In January, however, BLM reversed its earlier decision in order to make available for immediate leasing almost 4.4 million acres in northeastern NPRA, including the entire area around Teshekpuk Lake. Leasing of the subsurface land under the lake itself was deferred for 10 years. The new decision reversed a long-standing practice of keeping environmentally sensitive habitat in the Teshekpuk Lake area off-limits to oil and gas activities.
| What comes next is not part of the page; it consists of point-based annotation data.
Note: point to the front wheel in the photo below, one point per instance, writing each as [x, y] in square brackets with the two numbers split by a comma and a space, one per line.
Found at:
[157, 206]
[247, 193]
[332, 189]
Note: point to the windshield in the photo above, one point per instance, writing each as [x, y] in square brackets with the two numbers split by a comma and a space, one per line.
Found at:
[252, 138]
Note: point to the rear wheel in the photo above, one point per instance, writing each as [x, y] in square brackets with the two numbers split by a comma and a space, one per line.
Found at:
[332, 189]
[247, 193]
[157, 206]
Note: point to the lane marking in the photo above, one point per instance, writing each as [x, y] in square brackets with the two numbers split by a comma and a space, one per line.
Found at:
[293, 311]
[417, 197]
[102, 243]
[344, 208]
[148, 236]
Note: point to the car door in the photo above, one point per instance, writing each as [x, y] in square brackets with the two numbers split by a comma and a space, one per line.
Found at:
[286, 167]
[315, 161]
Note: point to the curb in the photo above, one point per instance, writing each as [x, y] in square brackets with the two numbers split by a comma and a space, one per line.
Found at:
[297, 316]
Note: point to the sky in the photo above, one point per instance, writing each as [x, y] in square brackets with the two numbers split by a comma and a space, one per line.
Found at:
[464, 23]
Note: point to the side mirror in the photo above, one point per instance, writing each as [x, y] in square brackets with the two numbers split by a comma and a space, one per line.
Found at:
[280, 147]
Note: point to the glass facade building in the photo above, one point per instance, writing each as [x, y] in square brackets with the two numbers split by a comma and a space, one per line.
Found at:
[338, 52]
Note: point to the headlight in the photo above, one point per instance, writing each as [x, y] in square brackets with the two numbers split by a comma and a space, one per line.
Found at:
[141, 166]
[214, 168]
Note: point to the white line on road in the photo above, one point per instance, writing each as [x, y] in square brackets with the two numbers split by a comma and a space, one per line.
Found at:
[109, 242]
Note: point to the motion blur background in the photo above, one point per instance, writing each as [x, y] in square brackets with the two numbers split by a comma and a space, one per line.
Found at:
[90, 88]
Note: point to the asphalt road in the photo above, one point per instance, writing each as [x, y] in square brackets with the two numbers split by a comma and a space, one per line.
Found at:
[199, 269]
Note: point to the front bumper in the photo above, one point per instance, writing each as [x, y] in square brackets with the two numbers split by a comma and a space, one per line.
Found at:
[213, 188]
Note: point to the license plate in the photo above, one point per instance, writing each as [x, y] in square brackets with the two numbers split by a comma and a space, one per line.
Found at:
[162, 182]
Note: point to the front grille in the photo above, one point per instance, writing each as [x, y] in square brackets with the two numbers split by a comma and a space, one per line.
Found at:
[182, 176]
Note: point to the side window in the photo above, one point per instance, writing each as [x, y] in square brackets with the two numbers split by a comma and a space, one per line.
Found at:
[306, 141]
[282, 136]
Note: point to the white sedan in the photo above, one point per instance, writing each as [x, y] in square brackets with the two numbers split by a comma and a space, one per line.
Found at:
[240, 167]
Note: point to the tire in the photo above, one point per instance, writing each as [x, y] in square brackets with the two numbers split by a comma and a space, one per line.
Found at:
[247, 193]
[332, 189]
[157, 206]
Because geese are vulnerable to disturbance by people and aircraft during their flightless, energy-demanding molt, conservationists and scientists are concerned that greater oil and gas development in the Teshekpuk Lake area may result in reduced populations of brant and white-fronted geese. The National Research Council, for example, found in its 2003 report on the cumulative effects of oil and gas activities on Alaska's North Slope, "If development moves into the Teshekpuk Lake area of the National Petroleum Reserve-Alaska, molting waterfowl could be adversely affected, especially brant."
These potential impacts led the Pacific Flyway Council, which is composed of public wildlife agency representatives from the states and provinces in the western United States, Canada and Mexico, to recommend that "the sensitive goose molting area should not be offered for leasing" and that the Teshekpuk Lake area "be given permanent protection from future development by Secretarial designation."
In his preliminary decision, Judge James Singleton of the federal court in Alaska found that BLM had violated the National Environmental Policy Act by failing to consider fully the cumulative effects of proposed development in the NPRA. The judge noted that, because BLM prevailed in earlier litigation concerning the northwestern NPRA, by arguing that it would consider cumulative effects when it conducted the environmental analysis for the northeastern NPRA, the agency could not now argue that it has no such duty to consider these effects in the northeastern NPRA analysis. The judge also found that, in its biological assessment of the effects of oil and gas development on Stellar and speckled eiders, BLM failed to use the best information available, as required by the Endangered Species Act, because it omitted consideration of these same cumulative effects.
Just a week prior to the judge's ruling, Interior Secretary Dirk Kempthorne had announced that BLM was set to go forward on September 27 with leasing 8 million acres, including 500,000 acres in the designated Teshekpuk Lake area, saying that his tour of the special area left him more convinced than ever that energy development could coexist with environmental protection.